Feierlich soll es sein. Für die Feststunde zum Mauerfall-Gedenken hat sich Norbert Lammert etwas ganz besonderes überlegt. Wolf Biermann ist an diesem Freitag Ehrengast im deutschen Parlament - auf Einladung des Bundestagspräsidenten. Der 77-Jährige, der 1953 in die DDR einwanderte und 1976 wegen seiner Systemkritik wieder ausgebürgert wurde, soll im Bundestag singen.
Biermann verkörpere damit die Geschichte der deutschen Teilung, sagte Unions-Parlamentsgeschäftsführer Michael Grosse-Brömer. Doch der Auftritt des Liedermachers ist nicht bei allen Parteien unumstritten. Vor allem die Linken sind verärgert darüber, dass Lammert ihn zu der Feier eingeladen hat - und das angeblich, ohne sich dabei im Ältestenrat mit allen abzustimmen.
"Gerade bei einer derart wichtigen Gedenkstunde wäre es richtig gewesen, alle Fraktionen in die Auswahl eines musikalischen Gastes mit einzubeziehen", sagte Fraktionsgeschäftsführerin Petra Sitte "Spiegel Online". Der Linke-Abgeordnete Diether Dehm sagte der "Welt", Biermann werde wieder heldenhaft versuchen, "unsere Leute als Stasi-Spitzel zu entlarven. Ich möchte ihn auffordern, stattdessen seine alten Lieder zu singen."
Wiedersehen mit Diether Dehm
Auch Dehm will Biermanns Vortrag nicht boykottieren. Dieser sei, bei allen Differenzen, "ein großer Künstler", sagte er "Spiegel Online". Beide verbindet ein spezielles Verhältnis. Dehm, der ebenfalls Liedermacher ist ("Tausend und eine Nacht"), war nach Biermanns Ausbürgerung aus der DDR dessen Manager. Mit brisantem Nachspiel: 1996 beschuldigte Biermann Dehm, ihn für die Stasi bespitzelt zu haben - angeblich als "IM Willy". Dies habe er ihm 1988 in einem Vier-Augen-Gespräch erzählt.
Stasi-Unterlagen stärken Biermanns Version: "Mit Dehm sind feste Vereinbarungen mit nachrichtendienstlichen [sic] Charakter getroffen worden. […] Dehm ist bekannt, dass seine Informationen […] weitergegeben und ausgewertet werden", steht darin. Dehm bestreitet die Vorwürfe und beteuert bis heute, nicht wissentlich abgehört worden zu sein.
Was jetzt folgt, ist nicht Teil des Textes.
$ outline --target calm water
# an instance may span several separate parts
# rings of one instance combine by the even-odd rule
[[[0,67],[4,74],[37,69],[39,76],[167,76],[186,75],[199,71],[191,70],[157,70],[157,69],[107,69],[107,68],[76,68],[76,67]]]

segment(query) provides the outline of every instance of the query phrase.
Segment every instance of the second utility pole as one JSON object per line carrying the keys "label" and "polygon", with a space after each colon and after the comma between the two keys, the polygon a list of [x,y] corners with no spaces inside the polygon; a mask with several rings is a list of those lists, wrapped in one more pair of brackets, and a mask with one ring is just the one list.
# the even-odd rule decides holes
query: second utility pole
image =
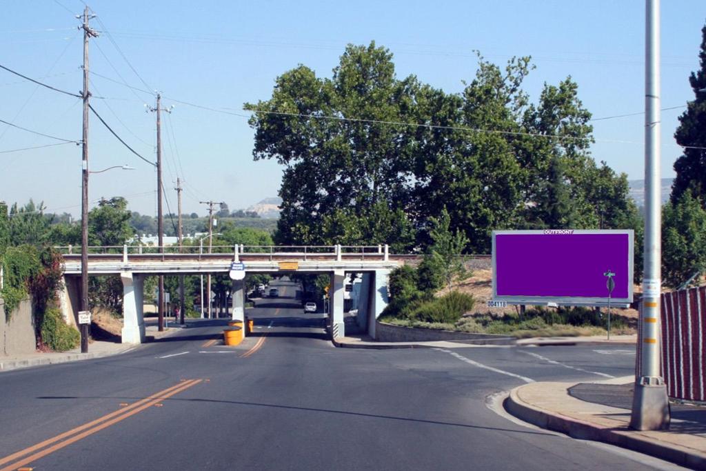
{"label": "second utility pole", "polygon": [[[181,233],[181,181],[179,180],[179,177],[176,177],[176,205],[178,207],[179,211],[179,253],[181,253],[181,246],[182,246],[182,237]],[[184,305],[184,275],[179,275],[179,323],[180,324],[184,324],[184,311],[186,310],[186,306]]]}
{"label": "second utility pole", "polygon": [[[162,215],[162,121],[160,112],[169,112],[169,109],[162,109],[162,95],[157,94],[157,107],[150,108],[150,111],[157,113],[157,245],[162,253],[164,253],[162,237],[164,234],[164,217]],[[160,275],[159,292],[157,293],[157,316],[159,319],[159,330],[164,330],[164,276]]]}

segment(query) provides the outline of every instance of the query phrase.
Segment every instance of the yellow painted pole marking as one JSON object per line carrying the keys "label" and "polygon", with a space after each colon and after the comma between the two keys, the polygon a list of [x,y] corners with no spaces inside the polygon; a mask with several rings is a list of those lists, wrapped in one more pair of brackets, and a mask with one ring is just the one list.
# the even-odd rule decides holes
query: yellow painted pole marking
{"label": "yellow painted pole marking", "polygon": [[[9,466],[6,466],[5,467],[0,470],[0,471],[16,471],[18,467],[23,466],[28,463],[31,463],[41,458],[43,458],[47,455],[52,453],[54,451],[56,451],[57,450],[60,450],[65,446],[67,446],[76,441],[78,441],[78,440],[85,438],[89,435],[95,434],[95,432],[100,430],[102,430],[103,429],[107,427],[109,427],[121,420],[127,419],[128,417],[134,415],[135,414],[137,414],[138,412],[140,412],[144,410],[145,409],[151,407],[154,404],[156,404],[157,403],[159,403],[160,401],[166,399],[167,398],[170,398],[172,395],[178,393],[181,393],[181,391],[186,389],[189,389],[191,386],[196,386],[196,384],[198,384],[201,382],[201,380],[200,379],[192,379],[186,383],[176,384],[173,386],[167,388],[167,389],[160,391],[159,393],[152,394],[152,395],[145,398],[145,399],[138,400],[132,405],[128,406],[127,408],[116,410],[113,412],[111,412],[110,414],[107,414],[102,417],[96,419],[95,420],[92,420],[91,422],[88,422],[87,424],[84,424],[83,425],[80,425],[74,429],[71,429],[68,431],[65,431],[63,434],[59,434],[59,435],[54,437],[52,437],[47,440],[44,440],[44,441],[37,443],[36,445],[33,445],[32,446],[25,448],[24,450],[20,450],[20,451],[14,453],[11,455],[8,455],[8,456],[6,456],[2,459],[0,459],[0,465],[4,465],[6,463],[13,461],[13,460],[20,458],[25,455],[30,453],[37,450],[39,450],[40,448],[42,448],[47,446],[47,445],[50,445],[55,442],[59,441],[63,439],[71,437],[68,438],[66,440],[61,443],[56,443],[55,445],[53,445],[52,446],[45,448],[42,451],[35,453],[35,454],[31,455],[30,456],[27,456],[20,461],[16,462]],[[108,420],[109,419],[109,420]],[[86,429],[88,429],[88,430],[86,430]],[[73,435],[77,432],[80,432],[82,430],[85,430],[85,431],[83,431],[78,434],[78,435],[74,435],[73,436],[71,436],[71,435]]]}

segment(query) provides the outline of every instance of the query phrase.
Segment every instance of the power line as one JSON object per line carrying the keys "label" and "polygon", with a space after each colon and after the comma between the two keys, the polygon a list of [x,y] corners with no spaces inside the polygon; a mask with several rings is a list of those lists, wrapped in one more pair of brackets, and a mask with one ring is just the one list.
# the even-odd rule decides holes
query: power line
{"label": "power line", "polygon": [[[115,72],[116,74],[118,74],[118,76],[120,77],[120,80],[121,80],[123,81],[122,85],[124,85],[127,86],[128,88],[130,89],[130,91],[131,91],[133,93],[133,95],[134,95],[137,97],[138,100],[140,100],[140,97],[137,95],[137,93],[135,93],[134,88],[128,85],[127,82],[125,81],[124,78],[123,78],[123,76],[121,75],[120,75],[120,72],[118,72],[118,69],[115,68],[115,66],[114,66],[113,63],[110,61],[110,59],[108,59],[108,56],[105,54],[104,52],[103,52],[103,49],[102,49],[100,48],[100,46],[99,46],[97,43],[96,43],[96,47],[98,48],[98,52],[100,52],[101,55],[103,56],[103,58],[105,59],[105,60],[108,63],[108,64],[109,64],[110,66],[112,68],[113,71]],[[142,100],[140,100],[140,101],[142,101]]]}
{"label": "power line", "polygon": [[22,77],[25,80],[28,80],[28,81],[29,81],[30,82],[33,82],[34,83],[36,83],[37,85],[42,85],[42,87],[46,87],[47,88],[49,88],[49,90],[53,90],[55,92],[59,92],[60,93],[64,93],[64,95],[70,95],[70,96],[72,96],[72,97],[76,97],[76,98],[81,98],[81,97],[83,97],[80,95],[76,95],[76,93],[71,93],[71,92],[67,92],[67,91],[64,90],[59,90],[59,88],[55,88],[52,87],[52,85],[47,85],[46,83],[42,83],[42,82],[40,82],[39,81],[36,81],[34,78],[30,78],[27,76],[22,75],[19,72],[16,72],[15,71],[12,70],[11,68],[8,68],[6,67],[5,66],[4,66],[2,64],[0,64],[0,68],[4,68],[4,69],[5,69],[6,71],[7,71],[8,72],[9,72],[11,73],[14,73],[16,76],[18,76],[20,77]]}
{"label": "power line", "polygon": [[34,147],[25,147],[22,149],[12,149],[11,150],[0,150],[0,154],[9,154],[11,152],[20,152],[22,150],[32,150],[32,149],[42,149],[45,147],[54,147],[54,145],[66,145],[66,144],[78,144],[73,141],[68,141],[66,142],[59,142],[54,144],[45,144],[44,145],[35,145]]}
{"label": "power line", "polygon": [[[90,83],[91,83],[91,85],[93,85],[93,88],[95,88],[95,90],[96,90],[96,91],[97,92],[97,91],[98,91],[98,89],[97,89],[97,88],[96,88],[96,86],[95,86],[95,83],[93,83],[93,81],[90,81]],[[100,93],[100,92],[99,92],[99,93]],[[141,138],[140,138],[140,137],[139,136],[138,136],[137,134],[136,134],[135,133],[133,133],[133,131],[131,131],[131,130],[130,129],[130,128],[128,128],[128,127],[127,126],[127,125],[126,125],[126,124],[125,123],[124,123],[124,122],[122,121],[122,120],[121,120],[121,119],[120,119],[120,117],[119,117],[119,116],[117,115],[117,114],[116,114],[116,112],[115,112],[114,111],[113,111],[113,109],[112,109],[112,107],[110,107],[110,105],[108,105],[108,102],[104,102],[104,103],[105,103],[105,106],[106,106],[106,107],[107,107],[107,108],[108,108],[108,109],[109,109],[109,110],[110,111],[110,112],[113,114],[113,116],[114,116],[114,117],[115,117],[115,119],[118,120],[118,122],[119,122],[119,123],[120,123],[121,124],[122,124],[122,125],[123,125],[123,127],[124,127],[124,128],[125,128],[126,129],[127,129],[127,131],[128,131],[128,133],[130,133],[131,134],[132,134],[132,135],[133,135],[133,136],[135,137],[135,138],[136,138],[136,139],[137,139],[137,140],[138,140],[138,141],[139,141],[140,142],[143,143],[143,144],[145,144],[145,145],[148,145],[148,146],[149,146],[149,147],[150,147],[150,148],[151,148],[151,147],[152,146],[152,144],[150,144],[150,143],[147,142],[147,141],[145,141],[144,139]]]}
{"label": "power line", "polygon": [[123,51],[122,49],[120,49],[120,47],[118,46],[118,43],[116,43],[113,40],[113,35],[110,34],[110,32],[108,31],[108,28],[107,28],[105,27],[105,25],[103,24],[103,22],[101,20],[100,17],[100,16],[97,17],[96,20],[99,23],[99,24],[100,24],[101,27],[103,28],[103,32],[104,32],[105,35],[108,37],[108,40],[109,40],[110,42],[112,43],[113,46],[115,47],[115,49],[117,49],[120,55],[123,56],[123,59],[125,59],[125,62],[127,63],[130,68],[132,69],[132,71],[135,73],[135,75],[137,76],[137,78],[140,79],[140,81],[142,82],[143,85],[144,85],[148,89],[152,90],[152,88],[147,84],[147,82],[145,82],[144,79],[143,79],[143,78],[140,76],[140,74],[138,73],[137,71],[135,70],[135,68],[133,67],[132,64],[130,64],[130,61],[128,61],[128,58],[125,56],[124,54],[123,54]]}
{"label": "power line", "polygon": [[[152,92],[150,92],[150,91],[146,90],[143,90],[142,88],[138,88],[137,87],[133,87],[131,85],[128,85],[127,83],[126,83],[124,82],[119,82],[118,81],[115,80],[114,78],[111,78],[110,77],[107,77],[106,76],[104,76],[104,75],[102,75],[100,73],[98,73],[97,72],[94,72],[93,71],[90,71],[89,73],[90,73],[91,75],[94,75],[94,76],[95,76],[97,77],[100,77],[101,78],[104,78],[105,80],[108,81],[109,82],[112,82],[113,83],[117,83],[118,85],[123,85],[124,87],[127,87],[128,88],[132,88],[133,90],[137,90],[138,92],[142,92],[143,93],[147,93],[148,95],[151,95],[152,96],[155,95],[154,93],[152,93]],[[121,78],[122,78],[122,77],[121,77]],[[139,97],[138,97],[139,98]],[[172,100],[172,99],[170,98],[169,100]],[[145,102],[145,100],[140,100],[140,101],[142,102]],[[173,100],[173,101],[176,101],[176,100]]]}
{"label": "power line", "polygon": [[11,126],[12,127],[17,128],[18,129],[22,129],[23,131],[26,131],[27,132],[32,133],[32,134],[38,134],[39,136],[43,136],[44,137],[45,137],[45,138],[49,138],[50,139],[56,139],[56,141],[63,141],[64,142],[66,142],[66,143],[74,143],[76,144],[80,144],[80,141],[71,141],[71,139],[64,139],[62,138],[57,138],[57,137],[54,137],[54,136],[49,136],[49,134],[43,134],[43,133],[42,133],[40,132],[37,132],[36,131],[32,131],[32,129],[28,129],[27,128],[23,128],[21,126],[18,126],[17,124],[13,124],[12,123],[9,123],[9,122],[8,122],[6,121],[4,121],[3,119],[0,119],[0,123],[3,123],[4,124],[7,124],[8,126]]}
{"label": "power line", "polygon": [[169,219],[172,220],[172,227],[174,227],[174,234],[176,234],[179,231],[176,229],[176,225],[174,224],[174,215],[169,208],[169,198],[167,196],[167,190],[164,189],[164,184],[162,182],[160,184],[162,184],[162,192],[164,193],[164,202],[167,203],[167,210],[169,212]]}
{"label": "power line", "polygon": [[112,135],[114,136],[117,138],[118,141],[119,141],[121,143],[122,143],[123,145],[124,145],[125,147],[126,147],[128,149],[130,150],[131,152],[132,152],[132,153],[135,154],[136,155],[137,155],[138,157],[139,157],[140,159],[142,159],[143,160],[144,160],[147,163],[148,163],[148,164],[150,164],[150,165],[152,165],[152,166],[156,166],[156,164],[155,164],[152,162],[150,162],[149,160],[148,160],[147,159],[145,159],[144,157],[143,157],[142,155],[140,155],[140,154],[138,154],[131,147],[130,147],[129,145],[128,145],[127,143],[126,143],[124,141],[123,141],[122,138],[121,138],[121,137],[119,136],[118,136],[115,133],[115,131],[113,131],[112,129],[109,126],[108,126],[108,124],[106,123],[105,121],[102,117],[100,117],[100,115],[98,114],[98,112],[96,112],[96,110],[93,108],[92,106],[91,106],[90,105],[89,105],[88,107],[90,108],[90,110],[92,112],[93,112],[93,114],[95,114],[96,117],[97,117],[98,119],[100,120],[100,122],[102,122],[103,124],[103,126],[104,126],[106,128],[107,128],[108,131],[109,131],[112,133]]}

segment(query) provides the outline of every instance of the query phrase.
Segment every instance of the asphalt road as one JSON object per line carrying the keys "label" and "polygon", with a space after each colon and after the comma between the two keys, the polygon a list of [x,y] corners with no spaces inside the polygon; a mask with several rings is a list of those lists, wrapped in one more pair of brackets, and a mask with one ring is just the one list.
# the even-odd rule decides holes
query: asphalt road
{"label": "asphalt road", "polygon": [[486,405],[527,381],[630,374],[626,347],[337,349],[280,287],[238,347],[219,345],[225,321],[196,321],[121,355],[0,374],[0,470],[675,468]]}

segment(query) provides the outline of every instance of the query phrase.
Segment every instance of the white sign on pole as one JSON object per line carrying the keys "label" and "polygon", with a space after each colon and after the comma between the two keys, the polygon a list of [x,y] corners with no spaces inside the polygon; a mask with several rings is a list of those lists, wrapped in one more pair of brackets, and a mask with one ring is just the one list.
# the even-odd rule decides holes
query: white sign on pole
{"label": "white sign on pole", "polygon": [[90,323],[90,311],[78,311],[78,323],[79,324]]}

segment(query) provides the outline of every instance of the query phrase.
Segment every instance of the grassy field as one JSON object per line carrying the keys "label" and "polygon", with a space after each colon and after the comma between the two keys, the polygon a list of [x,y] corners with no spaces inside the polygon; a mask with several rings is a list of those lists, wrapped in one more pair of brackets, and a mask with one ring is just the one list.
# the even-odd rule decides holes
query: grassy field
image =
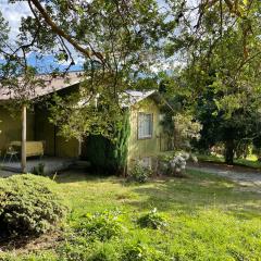
{"label": "grassy field", "polygon": [[[217,162],[217,163],[225,162],[224,158],[221,156],[197,154],[197,158],[199,161],[202,161],[202,162]],[[249,156],[247,159],[235,159],[234,164],[249,166],[253,169],[261,169],[261,162],[258,161],[256,156]]]}
{"label": "grassy field", "polygon": [[[5,260],[261,260],[261,195],[224,178],[188,172],[187,178],[129,185],[67,172],[57,182],[72,210],[62,239],[51,249],[13,251],[9,259],[2,253]],[[141,228],[137,219],[153,208],[167,225]],[[122,234],[107,241],[75,239],[71,227],[104,210],[121,212]]]}

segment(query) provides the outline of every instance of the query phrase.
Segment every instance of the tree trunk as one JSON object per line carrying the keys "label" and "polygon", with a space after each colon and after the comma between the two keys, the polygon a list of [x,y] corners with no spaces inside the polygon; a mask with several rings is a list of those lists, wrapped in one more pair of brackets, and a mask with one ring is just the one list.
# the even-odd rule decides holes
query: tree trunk
{"label": "tree trunk", "polygon": [[21,169],[22,173],[26,171],[26,105],[22,108],[22,151],[21,151]]}
{"label": "tree trunk", "polygon": [[229,165],[233,164],[234,149],[235,149],[234,140],[233,139],[226,140],[225,141],[225,163]]}

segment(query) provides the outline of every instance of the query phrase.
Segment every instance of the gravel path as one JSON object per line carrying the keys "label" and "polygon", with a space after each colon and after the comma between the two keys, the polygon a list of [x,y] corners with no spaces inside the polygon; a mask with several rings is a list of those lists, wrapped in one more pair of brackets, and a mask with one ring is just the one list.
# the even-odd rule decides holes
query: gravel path
{"label": "gravel path", "polygon": [[238,170],[231,169],[228,166],[222,166],[219,164],[188,164],[188,170],[196,170],[206,173],[212,173],[222,177],[226,177],[243,187],[261,192],[261,172],[251,169],[240,167]]}

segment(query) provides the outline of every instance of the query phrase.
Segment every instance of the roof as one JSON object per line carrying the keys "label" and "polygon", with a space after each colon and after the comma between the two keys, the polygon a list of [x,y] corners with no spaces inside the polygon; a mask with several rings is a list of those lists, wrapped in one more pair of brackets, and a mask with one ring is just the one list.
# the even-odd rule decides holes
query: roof
{"label": "roof", "polygon": [[[66,76],[57,76],[53,77],[49,74],[37,76],[39,79],[42,79],[44,86],[39,85],[34,88],[34,91],[27,91],[28,99],[35,99],[37,97],[42,97],[58,90],[67,88],[80,82],[83,74],[80,72],[70,72]],[[0,101],[7,101],[10,99],[17,98],[23,90],[11,90],[9,88],[3,88],[0,86]]]}
{"label": "roof", "polygon": [[157,90],[126,90],[120,96],[121,105],[123,108],[132,107],[156,92]]}
{"label": "roof", "polygon": [[[79,84],[83,78],[82,72],[70,72],[66,76],[57,76],[53,77],[50,74],[39,75],[37,76],[39,79],[42,79],[44,85],[36,86],[34,91],[27,91],[27,99],[35,99],[38,97],[42,97],[58,90],[65,89],[70,86]],[[20,97],[20,90],[1,88],[0,86],[0,101],[8,101],[11,99],[15,99]],[[18,92],[18,94],[17,94]],[[149,96],[156,94],[157,90],[125,90],[120,95],[121,107],[128,108],[132,107],[141,100],[148,98]],[[29,96],[29,97],[28,97]]]}

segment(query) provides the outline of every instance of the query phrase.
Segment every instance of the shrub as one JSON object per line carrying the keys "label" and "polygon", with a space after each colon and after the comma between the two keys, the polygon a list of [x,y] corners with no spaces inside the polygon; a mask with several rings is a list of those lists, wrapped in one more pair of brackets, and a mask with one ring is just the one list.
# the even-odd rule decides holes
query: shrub
{"label": "shrub", "polygon": [[119,236],[123,232],[122,221],[117,211],[104,211],[96,214],[86,214],[75,231],[90,239],[105,241]]}
{"label": "shrub", "polygon": [[65,207],[53,186],[48,177],[32,174],[1,179],[0,236],[39,235],[58,224]]}
{"label": "shrub", "polygon": [[146,183],[151,174],[150,167],[144,165],[140,161],[137,161],[130,169],[128,181]]}
{"label": "shrub", "polygon": [[37,166],[34,166],[32,173],[35,175],[45,176],[45,164],[39,163]]}
{"label": "shrub", "polygon": [[160,229],[162,227],[165,227],[167,223],[166,223],[165,217],[162,214],[158,213],[157,209],[154,208],[149,213],[139,217],[138,224],[141,227],[150,227],[153,229]]}
{"label": "shrub", "polygon": [[191,158],[194,162],[197,162],[197,158],[195,156],[186,152],[179,152],[176,156],[159,157],[159,174],[177,177],[185,176],[187,160],[189,158]]}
Vor dem Wiedersehen hat Dehm einen Offenen Brief an Biermann geschrieben. Er freut sich auf dessen "heldenhaften Enthüllungen" und richtet drei Liederwünsche an ihn, unter anderem "So oder so – die Erde wird rot". Dehm nimmt außerdem umfangreich Bezug auf die Stasi-Vorwürfe. "Trotz ständiger Auseinandersetzung […] konnte er nicht von der Richtigkeit der Maßnahmen der DDR gegen Biermann […] überzeugt werden", zitiert Dehm aus einem "Stasi-Abschlussbericht". An diesem Freitag könnte Biermann auf den Brief antworten: bei seinem Auftritt während der Gedenkstunde zum Mauerfall im Bundestag.